With characters on and off the stage in full freakout, it was difficult to tell who was in the band and who wasn’t — even more so when members of the local folk/performance art collective Dreamhouse dragged an enormous sky-blue tarp down the stage-left aisle like a Chinese New Year dragon, then covered the unsuspecting middle-orchestra section with the canvas. Cue people gettng furious, holding the tarp over their heads, trying to push it off. A theater manager appeared, ordered the sound cut, and loudly, hysterically declared the tarp a fire hazard. Plunge into Death’s Mark E. Moon later reported that Banhart’s father and friends "were really pissed off." A Northeastern sophomore laughed, "I have no idea how I’m going to explain this to my friends. Like a circus without any cages?"

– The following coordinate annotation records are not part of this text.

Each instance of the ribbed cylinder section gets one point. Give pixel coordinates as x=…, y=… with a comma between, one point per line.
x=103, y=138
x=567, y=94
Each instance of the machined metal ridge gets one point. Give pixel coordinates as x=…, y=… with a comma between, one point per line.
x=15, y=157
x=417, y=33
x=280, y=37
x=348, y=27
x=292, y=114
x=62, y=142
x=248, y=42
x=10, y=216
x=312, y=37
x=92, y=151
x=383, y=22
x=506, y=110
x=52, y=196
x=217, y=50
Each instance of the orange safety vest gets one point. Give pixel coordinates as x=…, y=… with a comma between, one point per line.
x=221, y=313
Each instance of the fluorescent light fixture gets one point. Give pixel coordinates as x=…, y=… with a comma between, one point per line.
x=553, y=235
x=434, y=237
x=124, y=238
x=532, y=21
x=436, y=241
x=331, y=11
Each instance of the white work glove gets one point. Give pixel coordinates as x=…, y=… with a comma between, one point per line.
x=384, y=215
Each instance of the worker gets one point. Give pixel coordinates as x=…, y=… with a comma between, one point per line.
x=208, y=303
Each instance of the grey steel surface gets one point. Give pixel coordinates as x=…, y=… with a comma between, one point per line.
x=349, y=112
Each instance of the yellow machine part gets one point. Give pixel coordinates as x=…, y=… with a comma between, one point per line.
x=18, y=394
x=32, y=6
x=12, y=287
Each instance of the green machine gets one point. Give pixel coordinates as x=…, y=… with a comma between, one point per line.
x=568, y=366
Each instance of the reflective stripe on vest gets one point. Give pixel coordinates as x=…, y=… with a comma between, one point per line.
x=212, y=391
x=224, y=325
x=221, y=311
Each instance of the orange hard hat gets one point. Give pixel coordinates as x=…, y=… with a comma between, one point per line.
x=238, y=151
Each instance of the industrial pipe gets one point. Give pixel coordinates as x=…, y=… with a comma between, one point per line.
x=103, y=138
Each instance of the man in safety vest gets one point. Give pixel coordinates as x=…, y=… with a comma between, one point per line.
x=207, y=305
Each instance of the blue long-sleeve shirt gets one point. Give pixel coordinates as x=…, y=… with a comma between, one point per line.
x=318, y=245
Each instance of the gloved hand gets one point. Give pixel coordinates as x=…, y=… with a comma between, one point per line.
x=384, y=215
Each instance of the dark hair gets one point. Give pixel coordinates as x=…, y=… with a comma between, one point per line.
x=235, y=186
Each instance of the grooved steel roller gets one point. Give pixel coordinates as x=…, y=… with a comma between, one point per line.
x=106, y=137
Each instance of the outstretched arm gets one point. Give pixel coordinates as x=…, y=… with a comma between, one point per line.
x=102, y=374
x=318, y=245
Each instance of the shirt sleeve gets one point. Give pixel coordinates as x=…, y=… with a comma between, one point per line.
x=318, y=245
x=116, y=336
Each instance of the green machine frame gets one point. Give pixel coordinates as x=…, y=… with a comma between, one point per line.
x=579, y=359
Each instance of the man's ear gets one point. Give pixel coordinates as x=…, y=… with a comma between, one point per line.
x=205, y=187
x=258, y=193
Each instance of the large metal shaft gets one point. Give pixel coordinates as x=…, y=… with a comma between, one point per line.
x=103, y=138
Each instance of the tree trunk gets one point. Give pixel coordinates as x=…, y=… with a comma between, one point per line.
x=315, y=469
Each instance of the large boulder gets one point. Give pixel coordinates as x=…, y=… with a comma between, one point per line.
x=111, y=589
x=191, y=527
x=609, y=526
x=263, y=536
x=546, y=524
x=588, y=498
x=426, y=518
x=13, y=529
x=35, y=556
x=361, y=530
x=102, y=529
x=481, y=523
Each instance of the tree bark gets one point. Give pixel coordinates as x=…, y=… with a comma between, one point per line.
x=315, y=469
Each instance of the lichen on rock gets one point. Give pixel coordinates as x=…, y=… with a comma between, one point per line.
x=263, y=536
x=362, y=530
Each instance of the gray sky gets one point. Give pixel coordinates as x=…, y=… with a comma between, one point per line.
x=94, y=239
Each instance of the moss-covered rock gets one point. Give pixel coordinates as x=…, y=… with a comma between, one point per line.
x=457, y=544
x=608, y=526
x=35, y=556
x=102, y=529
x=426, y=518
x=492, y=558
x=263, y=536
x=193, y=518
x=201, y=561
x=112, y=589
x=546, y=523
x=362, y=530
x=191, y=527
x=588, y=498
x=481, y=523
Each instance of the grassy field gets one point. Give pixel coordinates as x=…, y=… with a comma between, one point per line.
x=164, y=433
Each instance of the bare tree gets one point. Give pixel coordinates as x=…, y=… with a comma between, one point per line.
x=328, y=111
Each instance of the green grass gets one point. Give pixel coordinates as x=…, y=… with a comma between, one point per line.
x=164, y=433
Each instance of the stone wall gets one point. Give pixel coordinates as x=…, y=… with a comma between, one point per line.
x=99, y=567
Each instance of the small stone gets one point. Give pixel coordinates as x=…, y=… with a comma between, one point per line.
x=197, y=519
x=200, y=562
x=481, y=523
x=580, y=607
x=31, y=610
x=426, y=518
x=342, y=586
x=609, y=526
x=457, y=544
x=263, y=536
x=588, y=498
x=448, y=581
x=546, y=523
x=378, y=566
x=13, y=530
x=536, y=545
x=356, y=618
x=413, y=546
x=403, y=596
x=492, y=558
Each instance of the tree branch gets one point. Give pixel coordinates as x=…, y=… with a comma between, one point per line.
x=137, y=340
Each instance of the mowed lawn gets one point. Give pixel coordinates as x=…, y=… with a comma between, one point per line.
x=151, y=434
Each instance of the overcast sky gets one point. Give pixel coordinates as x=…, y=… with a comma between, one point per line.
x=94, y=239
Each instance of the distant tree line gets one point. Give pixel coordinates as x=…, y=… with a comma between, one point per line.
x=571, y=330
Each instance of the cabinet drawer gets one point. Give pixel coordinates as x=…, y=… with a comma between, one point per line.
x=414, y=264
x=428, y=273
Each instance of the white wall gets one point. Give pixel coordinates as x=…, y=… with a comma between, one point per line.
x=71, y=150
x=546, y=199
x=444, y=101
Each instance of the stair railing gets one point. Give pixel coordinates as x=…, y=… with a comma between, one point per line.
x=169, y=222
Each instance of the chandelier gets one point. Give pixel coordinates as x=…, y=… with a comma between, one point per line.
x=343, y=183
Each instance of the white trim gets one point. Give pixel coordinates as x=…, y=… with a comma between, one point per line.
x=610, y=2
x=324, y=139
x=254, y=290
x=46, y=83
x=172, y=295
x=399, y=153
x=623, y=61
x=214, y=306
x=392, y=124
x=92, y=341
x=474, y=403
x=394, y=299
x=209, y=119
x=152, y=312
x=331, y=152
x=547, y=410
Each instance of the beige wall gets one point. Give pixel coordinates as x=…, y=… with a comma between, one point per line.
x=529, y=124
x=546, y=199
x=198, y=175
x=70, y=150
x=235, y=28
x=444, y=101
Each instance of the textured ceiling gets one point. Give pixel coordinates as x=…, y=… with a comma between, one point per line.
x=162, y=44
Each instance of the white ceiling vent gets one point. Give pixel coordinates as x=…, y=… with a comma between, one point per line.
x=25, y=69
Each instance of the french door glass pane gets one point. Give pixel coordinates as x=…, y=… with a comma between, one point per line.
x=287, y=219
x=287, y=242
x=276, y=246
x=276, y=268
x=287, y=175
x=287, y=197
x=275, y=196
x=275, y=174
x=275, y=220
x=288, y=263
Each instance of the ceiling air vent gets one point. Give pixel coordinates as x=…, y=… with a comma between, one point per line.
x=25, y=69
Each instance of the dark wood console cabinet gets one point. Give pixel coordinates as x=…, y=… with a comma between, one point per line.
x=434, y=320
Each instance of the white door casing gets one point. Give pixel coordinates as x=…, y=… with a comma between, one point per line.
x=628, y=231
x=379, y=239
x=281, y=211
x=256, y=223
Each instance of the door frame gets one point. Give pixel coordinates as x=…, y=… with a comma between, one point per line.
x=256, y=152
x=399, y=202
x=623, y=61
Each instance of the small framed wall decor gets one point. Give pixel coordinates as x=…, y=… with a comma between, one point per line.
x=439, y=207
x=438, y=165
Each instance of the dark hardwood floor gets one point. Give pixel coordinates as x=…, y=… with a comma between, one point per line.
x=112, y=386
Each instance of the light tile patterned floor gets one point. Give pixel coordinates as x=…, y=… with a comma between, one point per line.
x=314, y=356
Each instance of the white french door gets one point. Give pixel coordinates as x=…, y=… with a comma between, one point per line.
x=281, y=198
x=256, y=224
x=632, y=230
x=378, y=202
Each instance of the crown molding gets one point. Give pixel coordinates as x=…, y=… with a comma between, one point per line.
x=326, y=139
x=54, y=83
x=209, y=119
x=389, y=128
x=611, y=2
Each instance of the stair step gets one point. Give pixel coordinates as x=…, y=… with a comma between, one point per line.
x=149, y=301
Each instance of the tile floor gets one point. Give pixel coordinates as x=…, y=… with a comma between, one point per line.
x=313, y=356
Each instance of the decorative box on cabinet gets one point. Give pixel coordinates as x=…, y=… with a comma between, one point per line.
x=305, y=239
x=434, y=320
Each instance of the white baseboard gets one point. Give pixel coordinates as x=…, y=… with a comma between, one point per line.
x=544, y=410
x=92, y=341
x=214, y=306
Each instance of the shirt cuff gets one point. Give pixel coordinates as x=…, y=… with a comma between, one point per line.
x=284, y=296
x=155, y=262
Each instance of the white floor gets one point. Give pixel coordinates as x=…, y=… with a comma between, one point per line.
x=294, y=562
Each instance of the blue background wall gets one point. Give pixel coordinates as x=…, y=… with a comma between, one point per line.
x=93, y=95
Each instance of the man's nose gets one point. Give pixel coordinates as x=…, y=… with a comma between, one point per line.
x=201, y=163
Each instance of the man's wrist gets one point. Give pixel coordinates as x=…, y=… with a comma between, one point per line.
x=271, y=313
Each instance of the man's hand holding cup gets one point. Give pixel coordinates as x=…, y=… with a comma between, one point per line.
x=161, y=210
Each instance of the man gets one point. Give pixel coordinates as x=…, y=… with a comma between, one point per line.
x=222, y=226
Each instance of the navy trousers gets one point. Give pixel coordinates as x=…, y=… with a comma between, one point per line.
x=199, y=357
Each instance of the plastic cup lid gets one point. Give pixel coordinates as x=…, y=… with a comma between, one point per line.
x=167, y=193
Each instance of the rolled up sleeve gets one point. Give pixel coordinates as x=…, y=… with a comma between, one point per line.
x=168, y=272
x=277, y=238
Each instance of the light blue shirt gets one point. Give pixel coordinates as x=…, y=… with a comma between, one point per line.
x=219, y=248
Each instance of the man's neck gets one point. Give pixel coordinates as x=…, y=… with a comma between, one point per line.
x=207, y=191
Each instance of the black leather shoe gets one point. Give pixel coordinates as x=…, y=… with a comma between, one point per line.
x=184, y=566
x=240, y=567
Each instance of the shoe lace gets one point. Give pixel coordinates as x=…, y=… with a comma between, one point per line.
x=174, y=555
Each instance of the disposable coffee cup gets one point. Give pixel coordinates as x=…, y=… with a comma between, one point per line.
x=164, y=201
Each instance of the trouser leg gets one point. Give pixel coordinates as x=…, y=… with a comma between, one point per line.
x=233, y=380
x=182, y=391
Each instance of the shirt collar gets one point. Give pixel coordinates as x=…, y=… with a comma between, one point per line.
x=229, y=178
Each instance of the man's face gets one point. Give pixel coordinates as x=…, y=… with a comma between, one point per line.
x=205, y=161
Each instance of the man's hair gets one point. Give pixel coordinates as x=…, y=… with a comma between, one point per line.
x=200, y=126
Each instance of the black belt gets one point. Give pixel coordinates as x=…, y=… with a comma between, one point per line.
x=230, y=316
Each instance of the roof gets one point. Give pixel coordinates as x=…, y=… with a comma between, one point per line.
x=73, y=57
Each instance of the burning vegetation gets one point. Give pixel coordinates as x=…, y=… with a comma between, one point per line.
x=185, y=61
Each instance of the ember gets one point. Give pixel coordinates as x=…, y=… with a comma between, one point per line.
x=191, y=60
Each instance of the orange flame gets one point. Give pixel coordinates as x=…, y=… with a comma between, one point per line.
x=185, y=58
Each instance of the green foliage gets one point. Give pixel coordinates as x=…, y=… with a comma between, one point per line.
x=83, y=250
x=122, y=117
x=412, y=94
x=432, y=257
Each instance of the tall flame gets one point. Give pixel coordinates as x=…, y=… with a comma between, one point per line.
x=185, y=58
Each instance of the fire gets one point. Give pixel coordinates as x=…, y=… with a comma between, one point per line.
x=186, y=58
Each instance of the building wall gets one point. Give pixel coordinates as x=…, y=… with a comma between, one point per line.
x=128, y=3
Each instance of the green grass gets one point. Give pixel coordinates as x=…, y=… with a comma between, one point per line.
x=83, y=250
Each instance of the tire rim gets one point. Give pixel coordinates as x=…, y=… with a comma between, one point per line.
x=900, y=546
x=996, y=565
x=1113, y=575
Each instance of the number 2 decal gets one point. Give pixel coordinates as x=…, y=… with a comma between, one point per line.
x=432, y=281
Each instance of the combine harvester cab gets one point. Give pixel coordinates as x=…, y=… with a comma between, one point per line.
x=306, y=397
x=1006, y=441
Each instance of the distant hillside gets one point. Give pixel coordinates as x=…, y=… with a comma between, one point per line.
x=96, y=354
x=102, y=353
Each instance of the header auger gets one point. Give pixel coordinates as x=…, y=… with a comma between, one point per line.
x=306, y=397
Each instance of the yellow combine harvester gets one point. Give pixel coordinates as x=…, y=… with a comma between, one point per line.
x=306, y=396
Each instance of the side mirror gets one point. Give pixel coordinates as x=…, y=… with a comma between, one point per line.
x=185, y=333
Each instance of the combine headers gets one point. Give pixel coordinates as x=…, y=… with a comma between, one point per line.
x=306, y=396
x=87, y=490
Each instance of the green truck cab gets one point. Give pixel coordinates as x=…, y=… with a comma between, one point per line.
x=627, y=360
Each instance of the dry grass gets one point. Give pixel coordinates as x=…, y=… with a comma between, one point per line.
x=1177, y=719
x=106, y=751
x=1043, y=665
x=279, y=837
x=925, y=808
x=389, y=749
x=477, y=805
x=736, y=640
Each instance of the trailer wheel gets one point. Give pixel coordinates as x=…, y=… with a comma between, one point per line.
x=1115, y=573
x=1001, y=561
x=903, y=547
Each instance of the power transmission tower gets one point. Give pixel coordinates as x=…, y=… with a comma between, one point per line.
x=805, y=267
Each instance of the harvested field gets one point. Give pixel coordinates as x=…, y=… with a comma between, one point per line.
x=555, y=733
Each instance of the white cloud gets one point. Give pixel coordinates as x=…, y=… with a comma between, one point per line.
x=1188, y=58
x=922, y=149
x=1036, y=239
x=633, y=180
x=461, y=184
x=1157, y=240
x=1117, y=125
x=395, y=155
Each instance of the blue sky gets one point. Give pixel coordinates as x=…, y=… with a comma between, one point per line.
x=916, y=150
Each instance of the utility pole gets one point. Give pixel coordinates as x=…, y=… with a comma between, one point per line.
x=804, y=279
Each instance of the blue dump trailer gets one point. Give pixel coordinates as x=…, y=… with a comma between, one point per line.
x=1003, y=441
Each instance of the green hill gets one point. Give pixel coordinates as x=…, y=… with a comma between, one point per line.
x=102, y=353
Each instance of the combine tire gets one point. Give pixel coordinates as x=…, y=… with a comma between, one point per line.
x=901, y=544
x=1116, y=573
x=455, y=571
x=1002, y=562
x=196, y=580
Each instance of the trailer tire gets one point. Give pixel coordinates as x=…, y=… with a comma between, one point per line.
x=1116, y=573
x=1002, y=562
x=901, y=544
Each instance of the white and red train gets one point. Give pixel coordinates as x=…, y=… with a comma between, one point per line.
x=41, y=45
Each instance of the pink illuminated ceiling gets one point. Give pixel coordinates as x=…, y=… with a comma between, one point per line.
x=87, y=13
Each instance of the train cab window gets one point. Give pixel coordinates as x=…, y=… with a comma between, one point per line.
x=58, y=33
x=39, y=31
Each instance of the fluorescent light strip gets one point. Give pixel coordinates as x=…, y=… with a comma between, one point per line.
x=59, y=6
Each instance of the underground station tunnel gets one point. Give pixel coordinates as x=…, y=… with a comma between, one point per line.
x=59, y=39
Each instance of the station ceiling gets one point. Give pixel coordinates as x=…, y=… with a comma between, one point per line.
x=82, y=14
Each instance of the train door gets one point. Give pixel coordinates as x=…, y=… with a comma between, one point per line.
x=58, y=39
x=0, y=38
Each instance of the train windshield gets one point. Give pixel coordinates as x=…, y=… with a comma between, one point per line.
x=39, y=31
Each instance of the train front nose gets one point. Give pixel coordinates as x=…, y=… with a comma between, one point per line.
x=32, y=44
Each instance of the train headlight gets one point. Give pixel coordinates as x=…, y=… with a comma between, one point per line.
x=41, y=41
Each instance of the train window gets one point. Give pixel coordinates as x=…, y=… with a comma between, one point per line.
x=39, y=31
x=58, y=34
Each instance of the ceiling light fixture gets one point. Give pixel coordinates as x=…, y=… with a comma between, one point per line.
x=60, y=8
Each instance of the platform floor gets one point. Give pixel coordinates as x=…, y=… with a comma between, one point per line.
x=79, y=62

Exhausted by a late night in Montreal, Broken Social Scene leader/frontman Kevin Drew was curled up in his tour bus Saturday night outside Avalon, spending the hours before their tour kickoff watching The Secret Lives of Dentists on a flat-screen television and not saying much. But Brendan Canning, his professorial BSS foil, was considerably more talkative at Boston Beer Works, digging into an El Paso salad, busting into air guitar when "You Shook Me" came on, and recalling a solitary incident in which he’d played bass in a Ramones cover band. ("I got to be the ‘1-2-3’ guy. What’s his name? Dee Dee?") A handful of his fellow Scenesters dropped by for a quick bite and left. The subject of guest lists came up. "Someday we’re going to have to write the plus-one love song," Canning offered. "‘You’re my plus-one.’ Or it could be a lost-love song, ‘You used to be my plus-one.’ Wouldn’t that be great?"